In Polen hat die Parlamentswahl begonnen, bei der ein enges Rennen und Richtungsentscheidungen zu Polens Unterstützung für die Ukraine und für seine Rolle in der EU erwartet werden. Die Wahllokale sollen bis Sonntagabend um 21.00 Uhr geöffnet bleiben, erste Nachwahlbefragungen werden unmittelbar danach veröffentlicht.
In Umfragen lag die rechtsnationalistische Regierungspartei PiS zuletzt knapp vor der Bürgerplattform des pro-europäischen Ex-Regierungschefs Donald Tusk.
Zu dem Urnengang sind rund 29 Millionen Bürger aufgerufen, darunter eine halbe Million im Ausland lebende Polen. Die PiS, deren Wahlkampf auch stark von anti-deutschen Tönen geprägt war, führte in den Umfragen zuletzt mit 32 bis 34 Prozent. Tusks oppositionelle Bürgerplattform lag aber nur knapp dahinter.
Den Umfragen zufolge wären sowohl die PiS als auch die Bürgerplattform bei einem Wahlsieg auf Koalitionspartner angewiesen. Für die PiS wäre ein Bündnis mit der rechtsextremen Konföderationspartei denkbar, die aber ein Ende der Ukraine-Hilfen fordert. Somit steht für die Ukraine viel auf dem Spiel, bislang war Warschau einer der wichtigsten Verbündeten bei ihrer Verteidigung gegen den russischen Angriffskrieg.
Die Konföderationspartei schloss ein Bündnis mit der PiS vorab allerdings aus.

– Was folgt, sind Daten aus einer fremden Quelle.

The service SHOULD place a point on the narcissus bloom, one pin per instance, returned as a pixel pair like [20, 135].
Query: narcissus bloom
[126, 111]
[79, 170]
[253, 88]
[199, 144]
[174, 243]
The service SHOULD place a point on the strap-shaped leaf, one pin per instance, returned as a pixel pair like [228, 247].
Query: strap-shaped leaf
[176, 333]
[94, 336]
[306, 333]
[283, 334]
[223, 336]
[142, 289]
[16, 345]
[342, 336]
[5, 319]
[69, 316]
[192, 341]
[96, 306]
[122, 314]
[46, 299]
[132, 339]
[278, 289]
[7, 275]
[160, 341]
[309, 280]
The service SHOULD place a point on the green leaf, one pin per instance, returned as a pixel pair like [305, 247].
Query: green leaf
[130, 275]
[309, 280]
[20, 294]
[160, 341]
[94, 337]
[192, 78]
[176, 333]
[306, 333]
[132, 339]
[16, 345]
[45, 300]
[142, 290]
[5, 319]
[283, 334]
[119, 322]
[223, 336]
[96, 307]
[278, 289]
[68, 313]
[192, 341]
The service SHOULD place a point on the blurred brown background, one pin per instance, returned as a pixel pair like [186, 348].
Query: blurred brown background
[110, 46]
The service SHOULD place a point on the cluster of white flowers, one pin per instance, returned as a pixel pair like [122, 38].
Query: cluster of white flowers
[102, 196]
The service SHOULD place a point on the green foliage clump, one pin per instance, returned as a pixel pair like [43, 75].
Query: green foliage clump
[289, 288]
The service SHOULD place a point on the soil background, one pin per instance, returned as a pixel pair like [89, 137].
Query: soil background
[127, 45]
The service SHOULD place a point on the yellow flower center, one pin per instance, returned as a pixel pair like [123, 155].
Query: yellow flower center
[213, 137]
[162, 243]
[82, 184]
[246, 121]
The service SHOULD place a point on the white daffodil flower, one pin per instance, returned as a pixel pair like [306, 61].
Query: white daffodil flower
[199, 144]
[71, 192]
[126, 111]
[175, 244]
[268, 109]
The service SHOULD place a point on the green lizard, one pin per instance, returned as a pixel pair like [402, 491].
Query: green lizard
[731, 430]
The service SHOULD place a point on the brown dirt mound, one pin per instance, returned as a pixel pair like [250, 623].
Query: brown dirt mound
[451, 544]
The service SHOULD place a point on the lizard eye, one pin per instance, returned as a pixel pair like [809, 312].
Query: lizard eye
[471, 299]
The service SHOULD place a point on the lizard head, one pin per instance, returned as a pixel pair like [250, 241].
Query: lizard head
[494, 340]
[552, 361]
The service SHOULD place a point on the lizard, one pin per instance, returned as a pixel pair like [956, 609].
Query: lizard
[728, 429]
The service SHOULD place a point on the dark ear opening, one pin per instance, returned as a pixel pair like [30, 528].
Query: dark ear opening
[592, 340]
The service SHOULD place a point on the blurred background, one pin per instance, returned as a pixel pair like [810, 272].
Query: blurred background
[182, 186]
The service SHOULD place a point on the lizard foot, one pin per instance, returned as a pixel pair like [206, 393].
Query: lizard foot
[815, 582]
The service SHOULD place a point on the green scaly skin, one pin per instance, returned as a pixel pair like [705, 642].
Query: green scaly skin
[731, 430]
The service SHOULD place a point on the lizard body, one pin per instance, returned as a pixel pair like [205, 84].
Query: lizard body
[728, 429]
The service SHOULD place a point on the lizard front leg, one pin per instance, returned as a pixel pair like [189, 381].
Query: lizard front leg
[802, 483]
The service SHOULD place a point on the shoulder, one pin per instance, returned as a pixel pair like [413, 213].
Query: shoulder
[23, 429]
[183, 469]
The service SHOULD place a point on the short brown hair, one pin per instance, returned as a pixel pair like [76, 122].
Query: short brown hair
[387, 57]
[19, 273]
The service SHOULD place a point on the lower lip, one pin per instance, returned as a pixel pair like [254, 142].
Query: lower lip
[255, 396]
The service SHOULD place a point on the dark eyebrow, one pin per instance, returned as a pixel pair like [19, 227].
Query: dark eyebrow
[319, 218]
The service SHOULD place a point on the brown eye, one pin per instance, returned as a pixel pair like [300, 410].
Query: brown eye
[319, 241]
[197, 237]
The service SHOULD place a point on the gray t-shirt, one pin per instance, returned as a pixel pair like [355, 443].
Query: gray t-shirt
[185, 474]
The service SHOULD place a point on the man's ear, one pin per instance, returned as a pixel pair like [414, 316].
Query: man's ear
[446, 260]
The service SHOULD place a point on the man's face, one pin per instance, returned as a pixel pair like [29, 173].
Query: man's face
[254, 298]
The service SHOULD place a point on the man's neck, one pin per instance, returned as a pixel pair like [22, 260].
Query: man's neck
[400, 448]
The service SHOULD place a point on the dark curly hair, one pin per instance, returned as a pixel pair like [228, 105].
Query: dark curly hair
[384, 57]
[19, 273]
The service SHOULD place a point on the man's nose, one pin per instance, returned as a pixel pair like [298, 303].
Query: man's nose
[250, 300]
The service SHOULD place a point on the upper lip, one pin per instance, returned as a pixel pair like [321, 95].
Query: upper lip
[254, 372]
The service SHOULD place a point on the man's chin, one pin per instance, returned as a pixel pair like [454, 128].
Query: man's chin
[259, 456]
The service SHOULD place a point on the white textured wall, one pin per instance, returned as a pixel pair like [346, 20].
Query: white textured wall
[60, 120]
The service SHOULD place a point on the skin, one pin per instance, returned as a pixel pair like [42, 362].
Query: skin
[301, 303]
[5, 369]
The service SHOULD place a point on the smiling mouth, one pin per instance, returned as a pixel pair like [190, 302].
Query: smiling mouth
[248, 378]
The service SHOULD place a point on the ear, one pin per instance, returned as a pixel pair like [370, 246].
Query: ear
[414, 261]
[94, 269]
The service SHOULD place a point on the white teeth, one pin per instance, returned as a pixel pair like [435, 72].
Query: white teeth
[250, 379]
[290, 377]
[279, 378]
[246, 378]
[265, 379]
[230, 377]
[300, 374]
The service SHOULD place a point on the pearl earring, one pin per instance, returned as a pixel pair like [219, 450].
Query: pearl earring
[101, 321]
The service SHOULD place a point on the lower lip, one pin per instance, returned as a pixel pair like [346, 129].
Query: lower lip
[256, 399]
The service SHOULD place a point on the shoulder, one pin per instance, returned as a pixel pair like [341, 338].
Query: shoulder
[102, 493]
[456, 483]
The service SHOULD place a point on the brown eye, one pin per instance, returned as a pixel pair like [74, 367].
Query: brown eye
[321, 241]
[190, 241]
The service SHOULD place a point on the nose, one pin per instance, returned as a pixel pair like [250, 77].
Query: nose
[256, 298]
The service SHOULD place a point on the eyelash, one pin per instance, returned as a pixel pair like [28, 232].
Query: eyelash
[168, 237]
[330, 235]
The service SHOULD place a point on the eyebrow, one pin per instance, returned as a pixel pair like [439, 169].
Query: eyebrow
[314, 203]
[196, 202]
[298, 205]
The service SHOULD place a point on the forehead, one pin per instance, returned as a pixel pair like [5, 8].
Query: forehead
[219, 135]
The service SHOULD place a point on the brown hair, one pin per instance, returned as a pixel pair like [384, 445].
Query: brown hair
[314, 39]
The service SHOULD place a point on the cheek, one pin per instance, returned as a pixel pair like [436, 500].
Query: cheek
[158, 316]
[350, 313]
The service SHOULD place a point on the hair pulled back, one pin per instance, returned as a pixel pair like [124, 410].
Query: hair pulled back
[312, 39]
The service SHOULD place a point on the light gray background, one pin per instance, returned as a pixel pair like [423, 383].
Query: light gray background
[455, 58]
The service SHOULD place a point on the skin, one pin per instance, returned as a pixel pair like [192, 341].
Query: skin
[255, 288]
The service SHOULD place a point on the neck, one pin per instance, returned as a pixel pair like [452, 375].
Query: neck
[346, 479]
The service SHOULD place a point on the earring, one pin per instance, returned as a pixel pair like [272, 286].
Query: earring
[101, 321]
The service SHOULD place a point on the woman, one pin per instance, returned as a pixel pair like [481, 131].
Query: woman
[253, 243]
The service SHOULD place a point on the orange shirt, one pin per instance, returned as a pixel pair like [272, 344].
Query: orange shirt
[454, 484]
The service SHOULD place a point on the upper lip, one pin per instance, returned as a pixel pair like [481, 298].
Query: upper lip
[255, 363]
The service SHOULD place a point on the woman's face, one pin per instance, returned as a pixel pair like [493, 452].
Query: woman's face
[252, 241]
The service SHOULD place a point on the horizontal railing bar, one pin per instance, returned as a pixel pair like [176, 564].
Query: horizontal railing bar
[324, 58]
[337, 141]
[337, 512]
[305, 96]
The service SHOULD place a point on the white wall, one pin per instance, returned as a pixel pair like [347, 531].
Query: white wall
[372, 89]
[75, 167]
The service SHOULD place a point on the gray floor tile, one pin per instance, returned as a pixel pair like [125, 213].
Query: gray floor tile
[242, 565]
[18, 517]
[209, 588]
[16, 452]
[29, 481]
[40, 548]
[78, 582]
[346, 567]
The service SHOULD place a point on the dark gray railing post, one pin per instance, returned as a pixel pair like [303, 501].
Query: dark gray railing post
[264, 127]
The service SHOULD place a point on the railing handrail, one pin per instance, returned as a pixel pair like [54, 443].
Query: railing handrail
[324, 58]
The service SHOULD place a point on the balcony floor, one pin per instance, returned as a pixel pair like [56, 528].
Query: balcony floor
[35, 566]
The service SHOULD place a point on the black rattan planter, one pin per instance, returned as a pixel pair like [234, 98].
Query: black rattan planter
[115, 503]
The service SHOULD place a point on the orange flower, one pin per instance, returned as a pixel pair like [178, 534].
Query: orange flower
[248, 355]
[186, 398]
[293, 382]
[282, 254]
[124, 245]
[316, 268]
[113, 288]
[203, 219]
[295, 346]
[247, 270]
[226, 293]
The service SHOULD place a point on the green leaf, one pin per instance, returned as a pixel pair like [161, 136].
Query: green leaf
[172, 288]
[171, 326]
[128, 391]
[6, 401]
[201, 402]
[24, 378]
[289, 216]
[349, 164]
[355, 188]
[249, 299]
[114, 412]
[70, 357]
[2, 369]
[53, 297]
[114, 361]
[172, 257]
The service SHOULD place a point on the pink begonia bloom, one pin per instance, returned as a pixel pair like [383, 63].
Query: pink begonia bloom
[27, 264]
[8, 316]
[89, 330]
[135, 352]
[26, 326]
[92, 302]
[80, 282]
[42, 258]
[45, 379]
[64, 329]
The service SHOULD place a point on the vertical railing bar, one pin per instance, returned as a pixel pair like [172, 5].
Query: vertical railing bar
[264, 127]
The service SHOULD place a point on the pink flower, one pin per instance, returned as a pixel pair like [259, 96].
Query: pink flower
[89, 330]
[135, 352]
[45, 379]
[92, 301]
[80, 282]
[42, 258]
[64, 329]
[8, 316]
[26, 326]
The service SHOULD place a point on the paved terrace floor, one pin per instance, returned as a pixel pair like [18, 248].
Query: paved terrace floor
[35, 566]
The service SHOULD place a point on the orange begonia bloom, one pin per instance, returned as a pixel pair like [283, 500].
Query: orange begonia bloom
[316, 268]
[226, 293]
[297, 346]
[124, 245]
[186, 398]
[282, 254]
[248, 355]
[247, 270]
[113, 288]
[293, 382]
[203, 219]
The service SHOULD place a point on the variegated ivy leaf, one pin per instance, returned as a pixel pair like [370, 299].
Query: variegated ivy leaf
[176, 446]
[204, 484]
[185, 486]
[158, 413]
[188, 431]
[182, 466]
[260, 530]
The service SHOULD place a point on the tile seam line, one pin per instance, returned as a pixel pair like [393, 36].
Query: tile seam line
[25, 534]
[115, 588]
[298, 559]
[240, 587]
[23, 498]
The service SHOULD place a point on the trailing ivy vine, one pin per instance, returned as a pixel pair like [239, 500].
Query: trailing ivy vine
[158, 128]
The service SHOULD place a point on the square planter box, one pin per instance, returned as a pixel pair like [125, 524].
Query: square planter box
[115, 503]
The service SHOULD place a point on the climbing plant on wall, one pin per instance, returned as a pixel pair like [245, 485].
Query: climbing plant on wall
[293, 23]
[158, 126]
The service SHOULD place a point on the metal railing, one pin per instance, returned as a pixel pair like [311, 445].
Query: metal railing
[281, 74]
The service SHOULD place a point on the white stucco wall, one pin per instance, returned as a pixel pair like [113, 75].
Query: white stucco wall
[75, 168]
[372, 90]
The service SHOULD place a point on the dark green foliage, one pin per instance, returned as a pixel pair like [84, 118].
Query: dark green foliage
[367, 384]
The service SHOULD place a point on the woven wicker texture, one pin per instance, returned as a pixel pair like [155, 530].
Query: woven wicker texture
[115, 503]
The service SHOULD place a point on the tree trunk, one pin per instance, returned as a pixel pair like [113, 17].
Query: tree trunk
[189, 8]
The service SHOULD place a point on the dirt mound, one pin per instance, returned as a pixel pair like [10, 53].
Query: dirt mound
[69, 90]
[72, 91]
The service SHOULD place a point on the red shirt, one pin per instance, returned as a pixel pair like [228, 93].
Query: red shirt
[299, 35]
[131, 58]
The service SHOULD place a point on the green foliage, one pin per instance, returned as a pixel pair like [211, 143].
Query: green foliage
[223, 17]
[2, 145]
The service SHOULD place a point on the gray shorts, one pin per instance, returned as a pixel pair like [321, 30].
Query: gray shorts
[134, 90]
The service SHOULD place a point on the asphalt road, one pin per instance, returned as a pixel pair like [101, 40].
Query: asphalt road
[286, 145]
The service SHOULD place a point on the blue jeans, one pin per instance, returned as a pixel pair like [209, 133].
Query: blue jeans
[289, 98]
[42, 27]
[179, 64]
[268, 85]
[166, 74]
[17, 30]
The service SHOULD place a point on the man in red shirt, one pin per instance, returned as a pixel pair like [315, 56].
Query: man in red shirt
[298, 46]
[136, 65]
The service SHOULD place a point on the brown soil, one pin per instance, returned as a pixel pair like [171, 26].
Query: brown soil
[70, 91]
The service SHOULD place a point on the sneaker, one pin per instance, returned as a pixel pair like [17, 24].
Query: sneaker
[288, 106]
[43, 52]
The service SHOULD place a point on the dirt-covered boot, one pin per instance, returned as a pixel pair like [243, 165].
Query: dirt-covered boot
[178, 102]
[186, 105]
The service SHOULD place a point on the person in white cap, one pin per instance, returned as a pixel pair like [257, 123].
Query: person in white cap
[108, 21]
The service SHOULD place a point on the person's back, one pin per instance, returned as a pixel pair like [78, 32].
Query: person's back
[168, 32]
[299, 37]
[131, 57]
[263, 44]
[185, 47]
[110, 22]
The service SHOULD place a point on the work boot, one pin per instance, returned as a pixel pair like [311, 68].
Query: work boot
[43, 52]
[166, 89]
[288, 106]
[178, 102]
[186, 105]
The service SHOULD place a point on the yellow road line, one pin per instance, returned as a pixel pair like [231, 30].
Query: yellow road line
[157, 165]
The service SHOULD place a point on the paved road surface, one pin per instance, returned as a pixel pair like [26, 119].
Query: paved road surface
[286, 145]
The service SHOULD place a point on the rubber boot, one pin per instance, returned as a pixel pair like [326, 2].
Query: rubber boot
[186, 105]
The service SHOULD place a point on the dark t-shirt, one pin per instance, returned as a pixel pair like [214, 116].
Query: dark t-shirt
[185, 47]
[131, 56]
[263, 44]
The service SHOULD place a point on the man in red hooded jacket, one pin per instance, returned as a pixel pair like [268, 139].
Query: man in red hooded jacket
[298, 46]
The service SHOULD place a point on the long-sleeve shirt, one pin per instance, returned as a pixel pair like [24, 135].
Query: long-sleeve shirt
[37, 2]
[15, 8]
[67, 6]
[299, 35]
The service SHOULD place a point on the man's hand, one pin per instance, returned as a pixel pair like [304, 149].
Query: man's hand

Einige Experten halten diese Koalition wegen der schwelenden Spannungen zwischen den beiden Parteien tatsächlich für unwahrscheinlich.
Die PiS-Regierung mit ihrem Ministerpräsidenten Mateusz Morawiecki führt seit Jahren einen Machtkampf mit Brüssel, vor allem wegen ihrer Justizreform, die von Kritikern als Angriff auf Rechtsstaatlichkeit und Demokratie verurteilt wird. Die Wahl entscheidet somit auch darüber, ob der Konfrontationskurs gegen Brüssel weitergeht oder nicht. Zu den vielen scharfen Attacken der PiS ѡ gegen Tusk gehörte im Wahlkampf auch der Vorwurf, der ehemalige EU-Ratspräsident handele im Interesse Deutschlands, der EU und Russlands.
"Wir sind in der EU und wir wollen dort bleiben, aber in einer EU souveräner Staaten", sagte PiS-Chef Jaroslaw Kaczynski am Freitag bei der letzten Wahlkundgebung seiner Partei in Sandomierz.
Tusk ѡ warf der PiS auf seiner Abschlusskundgebung in Pruszkow vor, sie habe "geheime Pläne" für einen EU-Austritt Polens. Die PiS führe "das Land den falschen Weg". Daher sei die Parlamentswahl "der wichtigste Tag in der Geschichte unserer Demokratie seit 1989".
Bei der Wahl am Sonntag entscheiden die Polen über beide Parlamentskammern. Außerdem findet zeitgleich ein von der PiS organisiertes Referendum über Fragen zur Einwanderung und zur Wirtschaft statt. Die Opposition hat zum Boykott des Referendums aufgerufen.